Non-Latin characters in URLs - is it better to encode them or replace with their Latin "counterparts"?
We're implementing a blog for a site which supports six different languages and five of them have non-Latin characters in their alphabets. We are not sure whether we should have them encoded (that is what we're doing at the moment)
Létání s potravinami: Co je dovoleno? becomes l%c3%a9t%c3%a1n%c3%ad-s-potravinami-co-je-dovoleno and the browser displays it as létání-s-potravinami-co-je-dovoleno.
or if we should replace them with their Latin "counterparts" (similar looking letters)
Létání s potravinami: Co je dovoleno? becomes letani-s-potravinami-co-je-dovoleno.
I can't find a definitive answer as to what's better from SEO perspective? Search engine optimization is very important for us. Which approach would you suggest?

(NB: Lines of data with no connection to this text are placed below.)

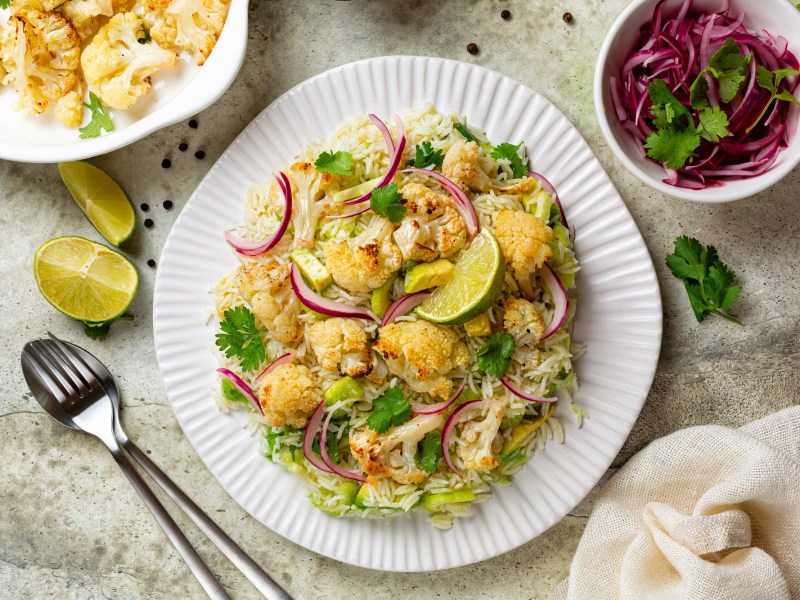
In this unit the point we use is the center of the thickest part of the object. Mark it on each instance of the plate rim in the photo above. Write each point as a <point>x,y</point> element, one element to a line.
<point>657,324</point>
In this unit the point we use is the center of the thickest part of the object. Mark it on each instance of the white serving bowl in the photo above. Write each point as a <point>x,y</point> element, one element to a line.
<point>177,94</point>
<point>779,17</point>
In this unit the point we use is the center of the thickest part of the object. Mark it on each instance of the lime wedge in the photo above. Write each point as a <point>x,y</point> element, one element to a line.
<point>476,284</point>
<point>101,200</point>
<point>85,280</point>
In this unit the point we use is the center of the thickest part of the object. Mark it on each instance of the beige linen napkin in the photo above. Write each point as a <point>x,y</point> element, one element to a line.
<point>706,513</point>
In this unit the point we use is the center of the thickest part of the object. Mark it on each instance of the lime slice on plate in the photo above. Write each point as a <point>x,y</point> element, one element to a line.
<point>85,280</point>
<point>101,200</point>
<point>476,284</point>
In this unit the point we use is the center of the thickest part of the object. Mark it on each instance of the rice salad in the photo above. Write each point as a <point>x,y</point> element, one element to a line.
<point>399,329</point>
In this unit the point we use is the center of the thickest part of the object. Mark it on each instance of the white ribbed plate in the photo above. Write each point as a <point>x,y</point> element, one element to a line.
<point>618,318</point>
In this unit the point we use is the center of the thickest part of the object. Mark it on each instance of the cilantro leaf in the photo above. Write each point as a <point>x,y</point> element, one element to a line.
<point>713,124</point>
<point>386,201</point>
<point>709,283</point>
<point>240,338</point>
<point>494,357</point>
<point>511,153</point>
<point>389,409</point>
<point>426,156</point>
<point>465,133</point>
<point>100,119</point>
<point>337,163</point>
<point>430,451</point>
<point>672,146</point>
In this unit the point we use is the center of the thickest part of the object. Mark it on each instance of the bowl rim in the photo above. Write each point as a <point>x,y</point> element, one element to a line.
<point>717,195</point>
<point>201,91</point>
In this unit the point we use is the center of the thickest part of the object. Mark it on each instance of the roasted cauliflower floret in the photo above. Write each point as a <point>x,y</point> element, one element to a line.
<point>288,395</point>
<point>267,289</point>
<point>117,67</point>
<point>40,55</point>
<point>481,440</point>
<point>431,228</point>
<point>309,187</point>
<point>394,453</point>
<point>462,167</point>
<point>364,262</point>
<point>341,344</point>
<point>523,321</point>
<point>192,25</point>
<point>523,240</point>
<point>423,354</point>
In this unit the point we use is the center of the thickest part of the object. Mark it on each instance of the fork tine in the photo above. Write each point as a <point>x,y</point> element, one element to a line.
<point>72,358</point>
<point>58,382</point>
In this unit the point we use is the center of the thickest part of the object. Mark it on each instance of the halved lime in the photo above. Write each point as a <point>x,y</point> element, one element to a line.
<point>85,280</point>
<point>101,200</point>
<point>475,286</point>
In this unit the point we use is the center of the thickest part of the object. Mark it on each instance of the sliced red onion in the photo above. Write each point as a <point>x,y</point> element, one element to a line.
<point>431,409</point>
<point>518,391</point>
<point>449,427</point>
<point>560,299</point>
<point>395,156</point>
<point>284,359</point>
<point>242,387</point>
<point>323,450</point>
<point>403,305</point>
<point>254,248</point>
<point>308,438</point>
<point>462,202</point>
<point>323,305</point>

Most of the times, search engines deal with latin counterparts good, although sometimes, results for i.e. "létání" and "letani" slightly differ.
So, in terms of SEO, almost no harm is done - once your site has good content, good markup and all that other stuff, your site won't suffer from having latin URLs.
You don't always know what combination of system browser and plugins users use, so make them as easy as possible - all websites use standard latin in URLs, because non-latin symbols can choke anything from server through browser to any plugin that might break user's experience.
And I can't stress this enough; Users before SEO!
"what's better from SEO perspective"
Who's your audience? Americans who think all those extra letters are a mistake?
Or folks who read (and search) for "non-ASCII" letters because those non-ASCII letters are part of their language?
SEO is a bad thing to chase. Complete, correct, consistent and usable is what you what to build first.
well i suggest you to replace them with there latin counterparts because it's user friendly and your website will be accessible on every single computer (as the keyboard changes from computer to another but all of them have latins letters), but for SEO perspective i don't think it's gonna be a problem.
Pawel, first of all, you should decide whether you're going to optimize for global Google (google.com) or Polish one.
In accordance with the URI specification, RFC 3986, only 7bit ASCII characters are allowed, and characters among those mentioned in the specification as control characters must be properly escaped. If you want to represent other characters or URI control characters then you should be using IRI, RFC 3987. Keep in mind that HTTP is not compatible with IRI, however.
When in doubt RTFM.
Another issue is that there are Unicode code points whose glyphs look very much alike in most fonts, which is absolutely ideal for phishers. Stick to ASCII and the glyphs are visibly different when the characters are.